Science  /  Argument

The Eugenicists on Abortion

Contrary to what Clarence Thomas recently claimed, eugenicists never favored abortion as a means of population control.
Cambridge University Press/Wikimedia Commons)

Clarence Thomas recently issued a twenty-page opinion on the Supreme Court decision Box v. Planned Parenthood that went viral because he drew on Margaret Sanger, founder of the first birth control clinic in the U.S., and her connection to eugenics in order to argue that abortion is and historically has been a tool to control the reproductive lives of women of color. The opinion has already been critiqued for getting the history of eugenics wrong; for suggesting, if taken to its logical conclusion, that birth control should also be outlawedfor conflating the history of birth control with the history of abortion; and for ignoring that the history of forced sterilizations went hand-in-hand with the movement to outlaw abortion.

It also gets another major point wrong: eugenicists were, for the most part, adamantly anti-abortion. Thomas acknowledges that Margaret Sanger was in fact anti-abortion. However, he doesn’t explain that in taking this position, she fell in line with all the leading eugenicists of the day. In fact, racist arguments were at the foundation of many laws that made the procedure illegal in every state. As the nineteenth-century medical doctor Horatio Storer, who led the fight in outlawing abortion in the U.S., argued in 1866 in reference to the newly annexed “open” territories in the west and the recently emancipated south, “Shall they be filled by our own children or by those of aliens? This is a question that our own women must answer; upon their loins depends the future destiny of the nation.” Storer led the campaign to outlaw abortion and convince other medical doctors (mostly men) to follow suit by instilling the fear that it was primarily white women with means who were having abortions, and that because of their practices, the U.S. would soon be filled with the children of “aliens.”

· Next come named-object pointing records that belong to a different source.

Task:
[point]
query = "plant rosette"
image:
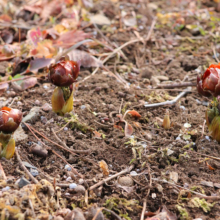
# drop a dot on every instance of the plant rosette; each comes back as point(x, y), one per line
point(63, 74)
point(209, 84)
point(10, 119)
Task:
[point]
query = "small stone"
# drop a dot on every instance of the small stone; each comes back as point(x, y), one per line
point(46, 107)
point(81, 181)
point(43, 119)
point(68, 178)
point(37, 102)
point(133, 173)
point(206, 183)
point(5, 189)
point(125, 181)
point(34, 172)
point(22, 182)
point(174, 176)
point(78, 214)
point(72, 185)
point(80, 189)
point(217, 185)
point(146, 72)
point(82, 107)
point(67, 167)
point(28, 165)
point(154, 195)
point(39, 151)
point(32, 116)
point(154, 81)
point(162, 78)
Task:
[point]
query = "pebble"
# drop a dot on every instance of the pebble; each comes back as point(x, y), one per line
point(43, 119)
point(83, 107)
point(67, 167)
point(37, 102)
point(79, 189)
point(72, 185)
point(32, 115)
point(68, 178)
point(28, 165)
point(39, 151)
point(207, 138)
point(133, 173)
point(34, 172)
point(5, 189)
point(46, 107)
point(182, 107)
point(126, 181)
point(22, 182)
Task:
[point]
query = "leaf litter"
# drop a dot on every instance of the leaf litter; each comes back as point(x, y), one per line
point(117, 106)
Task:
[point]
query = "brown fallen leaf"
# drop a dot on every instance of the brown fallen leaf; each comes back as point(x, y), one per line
point(134, 113)
point(71, 37)
point(210, 167)
point(84, 58)
point(103, 165)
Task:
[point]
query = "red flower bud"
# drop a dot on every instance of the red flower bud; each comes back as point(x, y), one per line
point(64, 73)
point(210, 81)
point(9, 119)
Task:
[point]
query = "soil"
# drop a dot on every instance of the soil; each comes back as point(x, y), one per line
point(158, 156)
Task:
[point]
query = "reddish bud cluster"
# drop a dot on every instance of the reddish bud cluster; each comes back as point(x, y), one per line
point(209, 83)
point(9, 119)
point(64, 73)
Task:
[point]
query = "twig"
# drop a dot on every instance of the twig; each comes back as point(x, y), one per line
point(126, 170)
point(71, 48)
point(198, 194)
point(169, 102)
point(23, 167)
point(73, 169)
point(113, 213)
point(215, 55)
point(63, 148)
point(203, 128)
point(97, 213)
point(64, 145)
point(144, 209)
point(204, 155)
point(2, 172)
point(131, 42)
point(176, 85)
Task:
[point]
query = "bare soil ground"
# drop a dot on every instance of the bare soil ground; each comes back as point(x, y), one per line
point(177, 168)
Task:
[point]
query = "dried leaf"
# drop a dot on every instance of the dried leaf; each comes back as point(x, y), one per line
point(3, 88)
point(35, 36)
point(71, 37)
point(39, 63)
point(45, 49)
point(84, 58)
point(52, 8)
point(128, 129)
point(210, 167)
point(103, 165)
point(134, 113)
point(97, 134)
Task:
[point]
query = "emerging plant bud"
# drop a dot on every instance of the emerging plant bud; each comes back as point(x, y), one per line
point(62, 100)
point(7, 146)
point(64, 73)
point(213, 119)
point(199, 88)
point(166, 120)
point(10, 119)
point(209, 82)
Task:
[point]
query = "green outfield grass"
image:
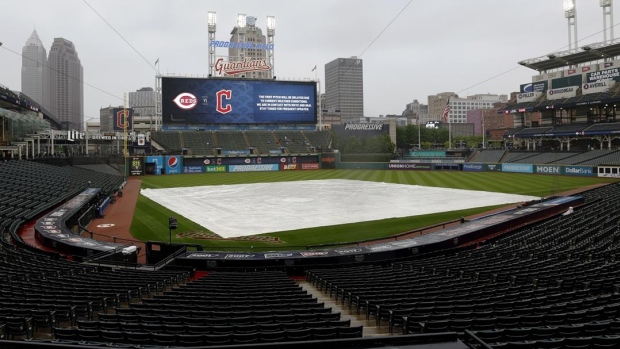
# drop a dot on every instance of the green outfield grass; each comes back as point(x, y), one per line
point(150, 220)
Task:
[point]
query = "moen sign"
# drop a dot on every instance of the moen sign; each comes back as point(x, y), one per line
point(73, 135)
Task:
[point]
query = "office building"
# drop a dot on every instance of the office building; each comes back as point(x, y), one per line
point(249, 33)
point(34, 69)
point(460, 106)
point(65, 87)
point(344, 88)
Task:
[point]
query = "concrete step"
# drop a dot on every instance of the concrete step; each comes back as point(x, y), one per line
point(370, 327)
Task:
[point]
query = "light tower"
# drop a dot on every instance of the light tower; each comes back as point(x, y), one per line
point(608, 13)
point(570, 13)
point(271, 32)
point(241, 29)
point(211, 20)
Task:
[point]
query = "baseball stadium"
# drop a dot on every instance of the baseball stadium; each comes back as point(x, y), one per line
point(245, 219)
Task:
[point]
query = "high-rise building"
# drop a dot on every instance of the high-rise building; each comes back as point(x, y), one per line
point(34, 69)
point(344, 88)
point(65, 85)
point(460, 106)
point(143, 102)
point(251, 34)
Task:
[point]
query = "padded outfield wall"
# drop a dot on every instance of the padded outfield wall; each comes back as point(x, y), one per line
point(179, 164)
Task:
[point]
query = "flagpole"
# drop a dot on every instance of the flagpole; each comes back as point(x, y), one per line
point(419, 134)
point(449, 133)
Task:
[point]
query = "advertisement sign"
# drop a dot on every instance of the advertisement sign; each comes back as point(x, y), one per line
point(519, 168)
point(315, 166)
point(289, 167)
point(548, 169)
point(193, 169)
point(528, 96)
point(207, 101)
point(585, 171)
point(236, 152)
point(493, 167)
point(609, 171)
point(575, 80)
point(596, 87)
point(136, 165)
point(158, 161)
point(253, 168)
point(223, 68)
point(216, 168)
point(563, 92)
point(534, 87)
point(409, 166)
point(122, 117)
point(174, 164)
point(606, 74)
point(473, 167)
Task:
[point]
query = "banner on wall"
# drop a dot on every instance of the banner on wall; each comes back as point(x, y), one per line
point(136, 166)
point(518, 168)
point(585, 171)
point(473, 167)
point(158, 162)
point(253, 168)
point(174, 164)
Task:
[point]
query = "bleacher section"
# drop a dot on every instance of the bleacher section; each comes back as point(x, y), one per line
point(611, 158)
point(169, 140)
point(28, 189)
point(546, 158)
point(551, 281)
point(231, 140)
point(515, 156)
point(319, 139)
point(589, 156)
point(199, 143)
point(490, 156)
point(264, 142)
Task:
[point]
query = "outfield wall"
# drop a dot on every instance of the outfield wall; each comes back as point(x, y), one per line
point(179, 164)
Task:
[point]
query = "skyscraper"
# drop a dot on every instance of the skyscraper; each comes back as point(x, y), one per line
point(344, 87)
point(143, 103)
point(65, 99)
point(253, 36)
point(34, 69)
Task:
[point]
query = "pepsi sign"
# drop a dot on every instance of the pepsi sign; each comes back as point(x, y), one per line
point(174, 164)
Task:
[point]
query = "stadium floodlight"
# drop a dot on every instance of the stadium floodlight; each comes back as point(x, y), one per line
point(608, 20)
point(569, 8)
point(241, 20)
point(211, 19)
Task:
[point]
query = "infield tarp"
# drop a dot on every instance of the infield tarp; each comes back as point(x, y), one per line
point(250, 209)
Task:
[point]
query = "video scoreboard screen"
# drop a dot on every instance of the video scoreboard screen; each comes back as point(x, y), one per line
point(204, 101)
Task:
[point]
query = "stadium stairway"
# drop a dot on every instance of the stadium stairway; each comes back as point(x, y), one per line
point(370, 328)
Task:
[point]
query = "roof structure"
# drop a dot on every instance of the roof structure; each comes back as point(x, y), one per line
point(586, 54)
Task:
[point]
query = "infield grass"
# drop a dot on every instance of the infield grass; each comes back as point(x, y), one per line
point(150, 221)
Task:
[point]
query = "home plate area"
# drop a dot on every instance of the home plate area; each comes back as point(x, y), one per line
point(242, 210)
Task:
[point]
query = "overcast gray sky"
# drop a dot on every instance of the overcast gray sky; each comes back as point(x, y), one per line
point(433, 46)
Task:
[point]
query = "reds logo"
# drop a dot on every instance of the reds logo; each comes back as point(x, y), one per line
point(122, 118)
point(186, 101)
point(173, 162)
point(222, 107)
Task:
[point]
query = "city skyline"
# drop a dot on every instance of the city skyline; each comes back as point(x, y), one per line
point(429, 48)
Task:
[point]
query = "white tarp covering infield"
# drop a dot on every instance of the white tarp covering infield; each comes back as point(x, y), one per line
point(250, 209)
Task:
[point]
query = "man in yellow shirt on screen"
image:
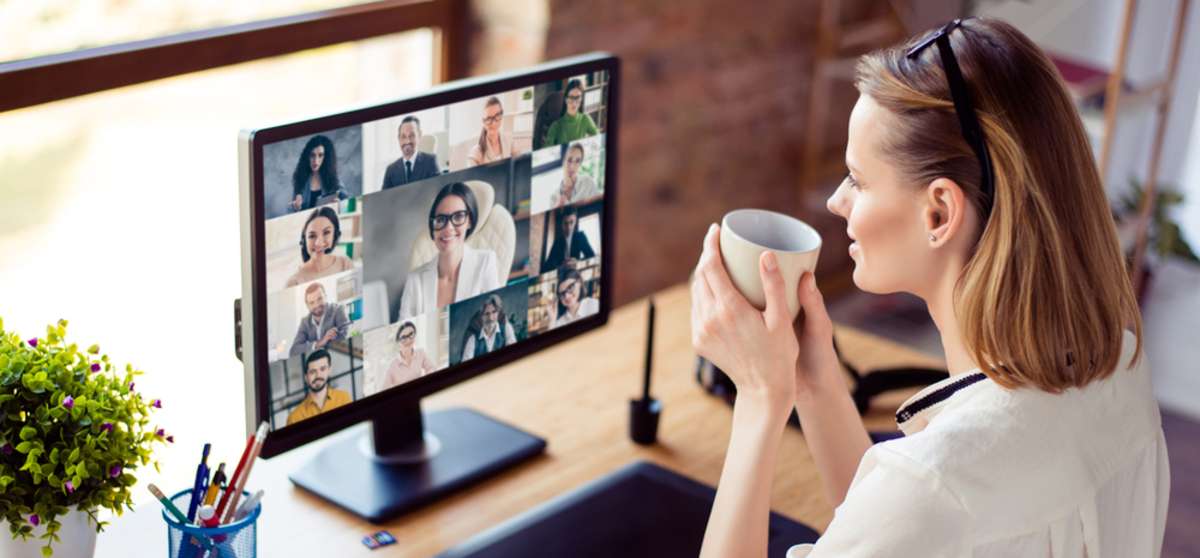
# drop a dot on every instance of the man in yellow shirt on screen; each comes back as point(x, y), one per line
point(321, 396)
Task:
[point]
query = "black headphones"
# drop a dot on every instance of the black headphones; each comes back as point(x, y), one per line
point(328, 213)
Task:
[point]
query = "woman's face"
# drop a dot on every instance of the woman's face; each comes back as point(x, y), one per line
point(573, 162)
point(451, 235)
point(574, 100)
point(407, 337)
point(883, 214)
point(316, 159)
point(569, 293)
point(492, 117)
point(318, 235)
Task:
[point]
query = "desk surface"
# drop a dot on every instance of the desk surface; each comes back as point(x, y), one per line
point(575, 395)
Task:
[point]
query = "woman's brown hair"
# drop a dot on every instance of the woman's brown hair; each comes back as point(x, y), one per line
point(1045, 297)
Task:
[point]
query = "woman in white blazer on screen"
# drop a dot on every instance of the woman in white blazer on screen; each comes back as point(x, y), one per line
point(1045, 441)
point(457, 271)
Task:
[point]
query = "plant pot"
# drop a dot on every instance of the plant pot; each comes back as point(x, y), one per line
point(77, 539)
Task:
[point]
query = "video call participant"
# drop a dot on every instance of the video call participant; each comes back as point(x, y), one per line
point(315, 180)
point(411, 363)
point(569, 244)
point(412, 165)
point(575, 186)
point(321, 396)
point(570, 292)
point(574, 124)
point(493, 144)
point(324, 323)
point(457, 271)
point(495, 330)
point(319, 237)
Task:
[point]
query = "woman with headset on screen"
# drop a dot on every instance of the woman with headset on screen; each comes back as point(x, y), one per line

The eugenics movement soon took up this argument, and early twentieth-century popular culture complied by circulating the belief that white women were doing the nation a disservice when they had abortions. Films like Lois Weber’s 1916 Where are my Children? were made with this fear as their premise. In this silent film, a wealthy white woman has a series of abortions behind her husband’s back because she doesn’t want to give up her leisure. In the meantime, her husband, a prominent lawyer, is fighting for the eugenic cause by trying to stop indigent, unhealthy, and already overcrowded families from having more children. Novels like Viña Delmar’s 1928 bestseller Bad Girl implicitly underscored this argument by suggesting that a white, middle-class woman’s job was to have children. Only lascivious, disreputable women have abortions, the novel not so subtly argues. And Anthony Comstock, the infamous moral reformer who helped pass many of the laws that made the circulation of any reference to abortion or birth control by mail illegal, promoted the erroneous belief that abortion was not a procedure a respectful woman would ever choose. Outlawing abortion was seen as a solution to coerce white middle-class and wealthy women to reproduce.